With Brexit muddying the economic waters for Britain, it is hard to predict what the future of the UK’s businesses will look like. Changes to import/export tariffs, a reduction in foreign talent and a squeeze on the Sterling initially makes the British Isles look like an unhealthy place to start a business. Happily, Britain is marching towards Brexit with its head held high and is doing remarkably better than initially thought.
Entrepreneurs across the country are jumping at the chance to start something new, with the only real question for them to consider is: “where is the best place to start?”
Unsurprisingly, the NatWest Entrepreneurship Monitor reveals a third of the population believe that London is the best place in the country to start a new business because of its good transport links and a strong local economy.
Compared to the rest of the country, Londoners are less likely than anyone else in the UK to see fear of failure as a barrier to starting a new business – 26 per cent compared to 33 per cent, but they are more concerned about testing their start-up ideas -16 per cent compared with 11 per cent.

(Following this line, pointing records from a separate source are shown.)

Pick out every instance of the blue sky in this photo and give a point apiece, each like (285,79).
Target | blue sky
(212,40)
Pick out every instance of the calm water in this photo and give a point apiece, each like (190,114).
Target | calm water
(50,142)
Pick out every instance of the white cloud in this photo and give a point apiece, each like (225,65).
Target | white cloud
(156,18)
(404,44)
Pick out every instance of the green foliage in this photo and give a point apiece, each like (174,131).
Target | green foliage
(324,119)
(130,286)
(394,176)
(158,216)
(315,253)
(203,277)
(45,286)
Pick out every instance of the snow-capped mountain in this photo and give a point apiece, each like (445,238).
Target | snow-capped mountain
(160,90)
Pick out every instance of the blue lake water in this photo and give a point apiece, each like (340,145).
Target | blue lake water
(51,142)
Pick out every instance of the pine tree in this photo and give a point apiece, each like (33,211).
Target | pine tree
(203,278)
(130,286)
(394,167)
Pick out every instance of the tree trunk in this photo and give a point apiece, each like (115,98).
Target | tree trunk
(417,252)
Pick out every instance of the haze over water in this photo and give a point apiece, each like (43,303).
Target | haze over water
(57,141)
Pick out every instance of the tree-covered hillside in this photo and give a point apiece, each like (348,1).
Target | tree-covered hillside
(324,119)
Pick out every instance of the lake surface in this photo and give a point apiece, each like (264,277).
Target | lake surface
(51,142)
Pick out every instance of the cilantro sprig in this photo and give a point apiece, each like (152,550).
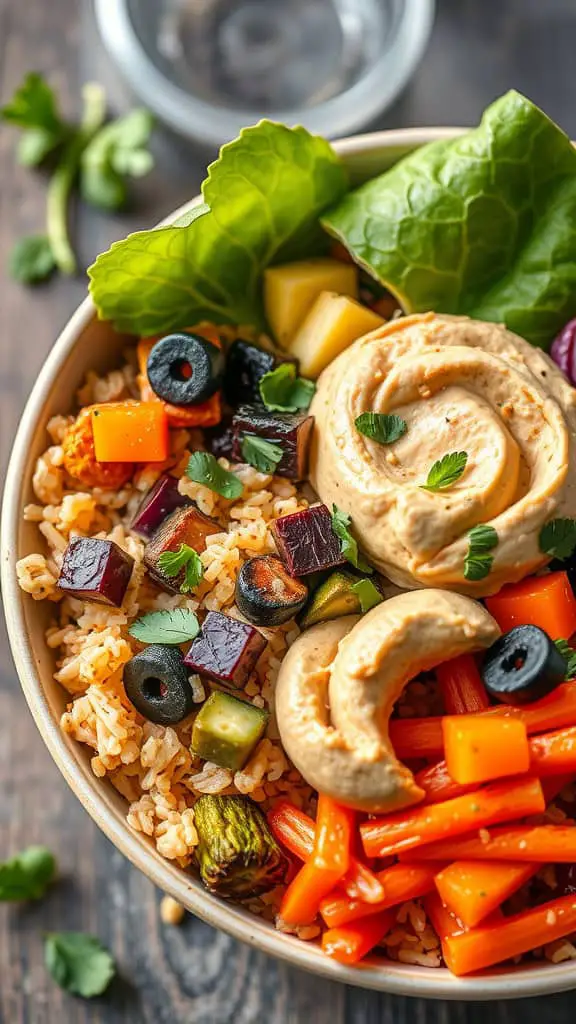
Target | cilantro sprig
(186,558)
(283,391)
(78,963)
(482,540)
(558,538)
(570,654)
(204,468)
(446,471)
(28,875)
(348,545)
(170,626)
(262,455)
(97,156)
(380,427)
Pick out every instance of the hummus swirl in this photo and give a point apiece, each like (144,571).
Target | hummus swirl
(461,385)
(340,679)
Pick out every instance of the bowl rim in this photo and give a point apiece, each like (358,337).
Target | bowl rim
(396,979)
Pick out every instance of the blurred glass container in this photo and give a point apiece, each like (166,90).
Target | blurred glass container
(208,68)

The research also discovers that, of those who say that their region is a good place to start a new business, Londoners are twice as likely to attribute their region’s success to greater access to accelerator hubs than people who think the same thing about their own region – 44 per cent in London compared to 18 per cent elsewhere. Londoners are also more likely to prefer to be self employed than Britons overall, with 27 per cent preferring to work for themselves compared to 23 per cent for the whole population.
Against this backdrop, NatWest has opened the doors to its Regents House innovation centre in Angel, to London’s first Entrepreneurial Spark hub – the world’s largest free business accelerator- in partnership with KPMG, Del EMC and Pinsent Masons. The hub will be home to more than 100 of the capital’s most inspiring entrepreneurs, who will be given free office space and facilities, business advice, entrepreneurial enabling support and access to business and support networks.
Only 17 per cent of people think now is a good time to start a business, hitting a record low according to the NatWest Entrepreneurship Monitor. The report, released today, also shows the proportion of people wanting to start their own business has dropped from 39 per cent to 14 per cent since the vote to leave the EU.
The reasons range from less people believing that they have the ability and skills to set up their own business – dropping from 42 per cent to 36 per cent; a feeling that it is too risky – 34 per cent; and fear of failure – 58 per cent.
Encouragingly young people are much more likely to want to start up their own business. However, this desire is not being turned into action as the ambition gap in young people is almost double that of the general population – 20 per cent compared to 12 per cent.
Alison Rose, CEO of Commercial and Private Banking at NatWest, says, “These figures are not surprising but they are a stark reminder of the economic uncertainty and barriers that would-be entrepreneurs are facing. This is why it is so important that we step up to support start ups, scale ups and small businesses allowing them to concentrate on establishing and growing their business and creating jobs for the UK economy.
“This is why we’re so excited to be opening the capital’s first Entrepreneurial Spark accelerator in Regents House, which adds to our already established network of 12 free accelerator hubs, giving us full coverage across the UK. We are committed to playing our role in supporting the UK’s future business leaders and that together with Entrepreneurial Spark, we are giving them the best possible chance to succeed.”
Entrepreneurial Spark CEO Lucy-Rose Walker says, “Our world class business support focuses on the mindset and behaviours of the entrepreneurial leader so we’re delighted to bring this unique brand of enablement to London.
“Our 12 other hubs which we operate with NatWest have had serious and significant economic impact right across all four nations of the UK. Our businesses have created over 3,000 jobs and landed over £151m in investment. To add London, arguably the world’s greatest business ecosystem, to our disruptive and revolutionary approach is exceptionally exciting. We can’t wait to start making a difference to these constantly inspiring entrepreneurs.”
Barry McCaig, partner at Pinsent Masons, says, “The NatWest Entrepreneurship Monitor results demonstrate exactly why supporting Entrepreneurial Spark is so important. The accelerator programme offers entrepreneurs the chance to develop the skills and mindset required to overcome the concerns identified in the research, allowing them to focus on building their businesses and creating jobs.
“That is why Pinsent Masons partnered with Entrepreneurial Spark in 2016, and why we are so excited to see the London Hub finally opening. The potential of bringing the knowledge and expertise of Entrepreneurial Spark and their partners together with so many talented entrepreneurs in the heart of London is incredible, and we can’t wait to see what we can achieve.”
Ben McDonald, UK head of KPMG Enterprise, added: “We’re pleased to be supporting Entrepreneurial Spark, NatWest and the other partners in the launch of the London hub. The research conducted by NatWest is a reminder that the entrepreneurial journey is rarely smooth, but those ambitious businesses that combine a founder’s hunger with a desire and willingness to learn and seek support remain the most likely to succeed, both in London and around the country. KPMG Enterprise is working with entrepreneurs that display these attributes to secure finance, scale their businesses quickly and realise their ambitions.”